Lost Turkeys

Wild turkey calling (photo from Wikimedia Commons)
Wild turkey calling (photo from Wikimedia Commons)

In mid July, Mary Ann Pike had an unusual experience with wild turkeys in her back yard in Washington County, PA.  She wrote:

We have had a flock of turkeys wandering around our property for a week or two. I’ve usually seen 3 hens and 6 chicks, although my daughter says she’s seen twice that many. Last night my husband went out on the porch to start the grill for dinner and his sudden appearance scattered the flock into the woods. Suddenly, the air was filled with this sound, the Kee Kee call.

The South Carolina DNR web site refers to it as Kee Kee, the call of lost young turkeys. It was incredibly loud, and it sounded like there were 20 of them in the woods less than 100 feet behind our house, but it was probably only 6 or 8 of them. We have never heard anything like it.

Click on Mary Ann’s link and you’ll hear the sound of lost turkeys.   Did you know their calls change as the birds get older?

Baby turkeys are precocial when they hatch so as a safety mechanism they imprint on the first thing they see — their mother — and listen for her instructions.  As the family forages together they use sound to keep in touch and announce danger.

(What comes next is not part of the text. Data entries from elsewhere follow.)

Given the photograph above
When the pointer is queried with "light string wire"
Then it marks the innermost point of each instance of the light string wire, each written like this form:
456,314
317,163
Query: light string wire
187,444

At first the babies make peeping sounds but by seven weeks of age the peep becomes a whistle which they use to make contact after being scattered by a predator.  Later the whistle drops in pitch (the kee-kee-kee call) and later still they add a yelp (kee-kee-run call).  Adult turkeys drop the kee and merely yelp to assemble the flock.

If you hear the kee-kee calls in summer, chances are it’s some lost young turkeys calling their mother.  But be careful if you hear it in Pennsylvania in May or November.  Those months are turkey season when hunters use turkey calls to attract their prey.

 

p.s. Check the PA Game Commission website for exact turkey season dates by region.